We claim that necessarily, there is then a non-zero and isotropic vector $x \in V^{\perp} \setminus V$, where $V^{\perp}$ is the orthogonal complement induced by the symmetric bilinear form $B$ corresponding to $Q$.
Indeed, suppose that this is not true. As $V$ is isotropic, we have $V \subseteq V^{\perp}$ and one can write $V^{\perp} = V \oplus N$ for some complementary subspace $N$. Observe that $N$ is non-trivial as $\dim(V^{\perp}) > \max \{r,s\} \geq \min \{r,s\} > \dim(V)$.
Let $v \in V$ and $0 \neq x \in N$ be arbitrary. Then $v + x \in V^{\perp} \setminus V$ is (by assumption) not isotropic:
$0 \neq B(v+x,v+x) = B(x,x)$.
But this means that $N$ contains no non-zero isotropic vectors and thus $N$ is positive or negative definite with respect to $Q$. Consequently the entire subspace $V^{\perp}$ is positive semi-definite or negative semi-definite. Using the Lemma above, this shows that at least one of the inequalities $s \leq codim(V^{\perp}) = \dim(V)$ and $r \leq codim(V^{\perp}) = dim(V)$ must be true.
But this would imply $\dim(V) \geq \min\{r,s\}$, which cannot happen.
Whence at least one of the non-zero vectors in $V^{\perp} \setminus V$ must be isotropic, say $x$. Setting $V' = V \oplus \mathbb{R} \{x\}$ would give us an isotropic subspace of $X$ properly containing $V$, which is a contradiction with the maximality of $V$.
This shows that our original assumption $\dim(V) < \min\{r,s\}$ must be wrong. Q.E.D.
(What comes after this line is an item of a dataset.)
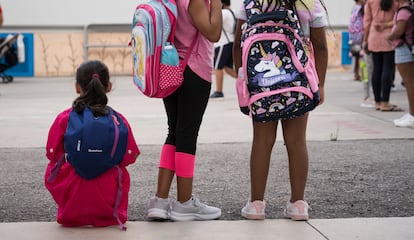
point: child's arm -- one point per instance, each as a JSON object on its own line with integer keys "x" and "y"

Let $V$ be a maximal totally isotropic subspace. Let $W$ be a subspace of dimension $\max\{r,s\}$ on which $Q$ is positive or negative definite. (For instance, if $\max\{r,s\}=r$, let $W$ be the span of $e_1,\ldots,e_r$, and if $\max\{r,s\}=s$, let $W$ be the span of $e_{r+1},\ldots, e_s$.) Then \begin{equation*} \dim(V\cap W) = \dim(V) + \dim(W) - \dim(V+W) \end{equation*} is a basic result from linear algebra. Since $V$ is totally isotropic, $V\cap W=0$, so we get \begin{align*} \dim(V) &= \dim(V+W)-\dim(W) \\ &\leq \dim(X)-\max\{r,s\} \\ &= r + s - \max\{r,s\} \\ &= \min\{r,s\}. \end{align*} On the other hand, certainly we have $\dim(V)\geq\min\{r,s\}$, because $V$ is a maximal totally isotropic subspace and we know that there exists a totally isotropic subspace with dimension $\min\{r,s\}$.
Therefore $\dim(V)=\min\{r,s\}$.
EDIT: @JanVysoky is correct, I was too glib in claiming the inequality $\dim(V)\geq\min\{r,s\}$. Let $B$ be the symmetric bilinear form on $X$ corresponding to the quadratic form $Q$. Consider the subspace $V^\perp$ defined by \begin{equation*} V^\perp = \{v^\perp\in X:B(v,v^\perp)=0\text{ for all } v\in V\}. \end{equation*} The theory of bilinear forms tells us that, since $Q$ and hence $B$ is non-degenerate, $\dim(V^\perp) = \dim(X)-\dim(V)$. Let $W$ be a totally isotropic subspace of dimension $\min\{r,s\}$. (For instance, if $\min\{r,s\}=s$, let $W$ be the span of $e_1+e_{r+s},e_2+e_{r+s-1},\ldots,e_s+e_{r+1}$ as @Bach said in the comments.) The maximality of $V$ implies $V^\perp\cap W=0$. Then \begin{align*} 0 &= \dim(V^\perp\cap W) \\ &= \dim(V^\perp) + \dim(W) - \dim(V^\perp + W) \\ &\geq (\dim(X) - \dim(V)) + \dim(W) - \dim(X) \\ &= \min\{r,s\} - \dim(V) \end{align*} Therefore $\dim(V)\geq\min\{r,s\}$.